В офисе стали появляться новые люди. Вино их не интересовало. Вместо провинциальных, стриженных скобкой парубков все чаще захаживали — вернее, забегали, этаким галопом (под локтем кожаная папочка, голова опущена, ибо лучшие мысли приходят именно на бегу) — молодые бледные мужчины в клубных пиджаках нараспашку. Появившись впервые, они брезгливо оглядывали поцарапанные столы (на мебели Знайка экономил), однако при виде извлекаемых из укромного места денежных пачек приходили в веселое возбуждение и, бывало, тут же норовили распить бутылочку самого дорогого алкоголя. Только они избегали слов «самое дорогое». Говорили: «приличное». Или: «нормальное».
Компаньон Матвея теперь продавал не вино, а наличные деньги. Разница в стоимости бумажных купюр и безналичных средств, виртуально обращающихся в банковской системе, доходила до пятнадцати процентов. Знайка торжествовал.
— Продавай, — твердил он Матвею. — Продавай как можно больше. Только — за кэш.
— Не могу. Не берут.
— Снижай цену. У меня есть люди — они готовы брать любые суммы.

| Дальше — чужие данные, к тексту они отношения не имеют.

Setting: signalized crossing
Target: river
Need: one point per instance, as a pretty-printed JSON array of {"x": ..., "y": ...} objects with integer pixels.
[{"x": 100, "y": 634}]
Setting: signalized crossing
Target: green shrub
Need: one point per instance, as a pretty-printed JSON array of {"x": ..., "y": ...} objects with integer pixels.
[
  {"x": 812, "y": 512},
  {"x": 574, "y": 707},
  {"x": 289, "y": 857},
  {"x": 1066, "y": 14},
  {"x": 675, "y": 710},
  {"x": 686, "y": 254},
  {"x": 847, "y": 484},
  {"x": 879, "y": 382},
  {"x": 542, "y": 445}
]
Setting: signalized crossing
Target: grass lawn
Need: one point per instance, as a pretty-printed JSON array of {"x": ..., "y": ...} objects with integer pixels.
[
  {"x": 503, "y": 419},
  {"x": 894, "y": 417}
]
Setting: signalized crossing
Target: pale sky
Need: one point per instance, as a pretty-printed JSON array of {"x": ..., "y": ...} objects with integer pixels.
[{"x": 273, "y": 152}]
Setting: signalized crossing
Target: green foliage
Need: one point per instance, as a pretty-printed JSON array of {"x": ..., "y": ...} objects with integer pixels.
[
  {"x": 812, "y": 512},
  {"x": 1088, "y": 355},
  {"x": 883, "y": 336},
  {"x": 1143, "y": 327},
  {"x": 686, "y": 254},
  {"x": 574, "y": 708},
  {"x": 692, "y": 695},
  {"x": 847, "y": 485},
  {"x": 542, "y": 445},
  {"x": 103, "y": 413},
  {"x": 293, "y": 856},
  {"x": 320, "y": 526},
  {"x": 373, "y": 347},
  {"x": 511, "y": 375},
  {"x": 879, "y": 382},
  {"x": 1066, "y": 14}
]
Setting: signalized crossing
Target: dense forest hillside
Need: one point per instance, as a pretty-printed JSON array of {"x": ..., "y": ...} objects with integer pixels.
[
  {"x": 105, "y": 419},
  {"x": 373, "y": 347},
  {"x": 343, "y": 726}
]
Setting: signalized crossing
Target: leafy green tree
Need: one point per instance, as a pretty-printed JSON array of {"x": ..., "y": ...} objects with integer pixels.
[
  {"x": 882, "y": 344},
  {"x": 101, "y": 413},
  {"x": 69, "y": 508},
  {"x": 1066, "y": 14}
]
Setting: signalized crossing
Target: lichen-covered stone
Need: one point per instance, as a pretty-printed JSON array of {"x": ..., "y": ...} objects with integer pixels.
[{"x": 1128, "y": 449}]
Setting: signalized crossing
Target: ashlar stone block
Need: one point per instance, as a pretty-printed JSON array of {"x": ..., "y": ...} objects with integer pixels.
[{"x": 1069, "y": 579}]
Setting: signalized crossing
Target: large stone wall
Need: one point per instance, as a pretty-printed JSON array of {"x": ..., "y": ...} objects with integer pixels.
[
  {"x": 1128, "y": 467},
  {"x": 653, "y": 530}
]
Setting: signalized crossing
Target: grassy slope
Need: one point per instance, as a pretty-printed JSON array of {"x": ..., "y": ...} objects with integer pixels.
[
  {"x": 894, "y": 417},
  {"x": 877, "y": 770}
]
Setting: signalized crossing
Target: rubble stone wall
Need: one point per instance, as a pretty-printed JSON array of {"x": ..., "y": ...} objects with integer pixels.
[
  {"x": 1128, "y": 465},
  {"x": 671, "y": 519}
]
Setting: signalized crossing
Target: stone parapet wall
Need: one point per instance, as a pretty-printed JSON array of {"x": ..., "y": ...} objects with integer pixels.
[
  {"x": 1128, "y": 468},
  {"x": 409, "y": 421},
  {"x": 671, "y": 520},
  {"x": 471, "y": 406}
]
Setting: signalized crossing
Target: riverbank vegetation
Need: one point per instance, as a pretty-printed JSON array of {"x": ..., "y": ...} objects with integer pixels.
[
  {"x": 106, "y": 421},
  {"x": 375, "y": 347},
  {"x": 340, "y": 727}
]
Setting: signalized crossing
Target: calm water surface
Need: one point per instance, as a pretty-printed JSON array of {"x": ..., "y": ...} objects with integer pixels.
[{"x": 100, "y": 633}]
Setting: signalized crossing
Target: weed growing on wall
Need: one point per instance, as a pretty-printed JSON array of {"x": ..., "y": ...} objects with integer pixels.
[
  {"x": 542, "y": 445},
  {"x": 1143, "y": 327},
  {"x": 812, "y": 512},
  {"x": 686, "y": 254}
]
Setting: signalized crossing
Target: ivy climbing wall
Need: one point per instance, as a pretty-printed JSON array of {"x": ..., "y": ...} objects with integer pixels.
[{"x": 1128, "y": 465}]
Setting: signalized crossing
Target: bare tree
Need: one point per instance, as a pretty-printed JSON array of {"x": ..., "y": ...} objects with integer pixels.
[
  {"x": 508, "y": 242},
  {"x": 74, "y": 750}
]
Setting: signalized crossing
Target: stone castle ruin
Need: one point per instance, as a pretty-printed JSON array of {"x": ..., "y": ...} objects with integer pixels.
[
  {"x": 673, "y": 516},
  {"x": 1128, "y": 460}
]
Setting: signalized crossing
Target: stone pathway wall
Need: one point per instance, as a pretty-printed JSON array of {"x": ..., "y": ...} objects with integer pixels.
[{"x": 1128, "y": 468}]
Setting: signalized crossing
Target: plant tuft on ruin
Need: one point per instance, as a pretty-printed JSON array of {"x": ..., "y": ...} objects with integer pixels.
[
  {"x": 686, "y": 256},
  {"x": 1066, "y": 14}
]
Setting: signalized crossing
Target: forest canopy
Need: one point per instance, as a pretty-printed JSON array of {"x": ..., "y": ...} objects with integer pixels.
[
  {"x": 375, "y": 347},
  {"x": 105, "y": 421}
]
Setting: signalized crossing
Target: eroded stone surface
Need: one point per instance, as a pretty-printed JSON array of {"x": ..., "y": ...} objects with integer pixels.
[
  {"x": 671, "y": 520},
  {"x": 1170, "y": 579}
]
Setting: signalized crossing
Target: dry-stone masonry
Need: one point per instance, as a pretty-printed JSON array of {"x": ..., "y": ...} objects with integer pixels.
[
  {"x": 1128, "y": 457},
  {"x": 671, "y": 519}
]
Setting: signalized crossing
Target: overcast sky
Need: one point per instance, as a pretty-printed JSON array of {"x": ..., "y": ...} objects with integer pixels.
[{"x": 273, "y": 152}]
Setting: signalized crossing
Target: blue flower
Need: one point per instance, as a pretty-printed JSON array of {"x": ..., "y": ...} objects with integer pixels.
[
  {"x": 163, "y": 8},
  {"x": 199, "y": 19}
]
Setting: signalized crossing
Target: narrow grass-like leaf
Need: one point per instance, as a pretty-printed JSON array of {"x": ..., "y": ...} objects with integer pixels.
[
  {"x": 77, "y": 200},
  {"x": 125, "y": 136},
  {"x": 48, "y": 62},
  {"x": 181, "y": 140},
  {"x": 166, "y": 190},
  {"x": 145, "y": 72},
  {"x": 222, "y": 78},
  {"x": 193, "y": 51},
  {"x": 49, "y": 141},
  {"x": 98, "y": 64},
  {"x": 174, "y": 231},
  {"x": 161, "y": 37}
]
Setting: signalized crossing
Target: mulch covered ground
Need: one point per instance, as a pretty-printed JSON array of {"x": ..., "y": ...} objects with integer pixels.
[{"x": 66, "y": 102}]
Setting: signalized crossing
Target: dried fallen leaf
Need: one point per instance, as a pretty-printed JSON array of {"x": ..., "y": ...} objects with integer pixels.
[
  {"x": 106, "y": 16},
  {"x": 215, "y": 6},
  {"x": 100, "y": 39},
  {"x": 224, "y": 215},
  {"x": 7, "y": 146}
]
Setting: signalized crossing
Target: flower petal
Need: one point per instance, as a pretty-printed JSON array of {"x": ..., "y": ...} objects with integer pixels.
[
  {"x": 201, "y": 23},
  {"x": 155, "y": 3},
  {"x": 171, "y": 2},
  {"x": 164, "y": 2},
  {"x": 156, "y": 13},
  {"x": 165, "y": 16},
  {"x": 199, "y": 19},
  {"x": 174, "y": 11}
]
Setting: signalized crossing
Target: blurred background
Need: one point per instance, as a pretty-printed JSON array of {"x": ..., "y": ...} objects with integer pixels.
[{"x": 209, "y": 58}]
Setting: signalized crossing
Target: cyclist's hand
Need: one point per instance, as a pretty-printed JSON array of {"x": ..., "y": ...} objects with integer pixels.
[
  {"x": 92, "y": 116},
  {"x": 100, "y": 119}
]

С одной стороны, Матвею нравилось то, что происходит. По крайней мере, фирма стала больше зарабатывать. С другой стороны, операции, с таким блеском проворачиваемые лохматым компаньоном, считались незаконными. Обмен одного вида денег на другой могли производить только банки. Государство выдавало им специальную лицензию и зорко следило, чтобы банкиры не слишком озоровали; если все граждане страны вдруг перейдут на расчеты звонкой монетой — как их тогда контролировать? Как собирать налоги?
Но Знайка плевать хотел на государство. Он ураганил со страшной силой. За огромную сумму приобрел машину для пересчета купюр и заставил Матвея установить на окна решетки толщиной в черенок лопаты. Решетки понравились Матвею, и он вошел во вкус. Появилась видеокамера над входом и сигнализация. На почве уважения к охранным системам друзья вроде бы сошлись еще ближе — но во всем остальном их тащило в разные стороны. Матвей считал своего товарища выжигой. Матвей купил себе музыкальный центр и полную коллекцию альбомов «Пинк Флойд» — Знайка (бывший музыкант, гитарист, рокер) изумил тем, что устроил скандал за разбазаривание общих капиталов. Матвей ежевечерне прихватывал домой бутылочку хорошего бургундского — Знайка употреблял только зеленый чай. Матвей сходил в казино и приобрел абонемент в бассейн — Знайка взял за моду приходить в синей спецовке то ли плотника, то ли электрика, со множеством карманов, и фланировал по складу, принимаемый покупателями за грузчика, а никак не за хозяина дела. Матвей уезжал домой в семь часов вечера — Знайка в десять. Матвей в меру сил и возможностей наслаждался, почитывал глянцевую периодику, научился пользоваться пилочкой для ногтей, раз в неделю посещал массажный салон и приценивался к турам в Египет — Знайка все свободное время проводил над своей записной книжкой, условными значками заносил туда цифры расходов и доходов.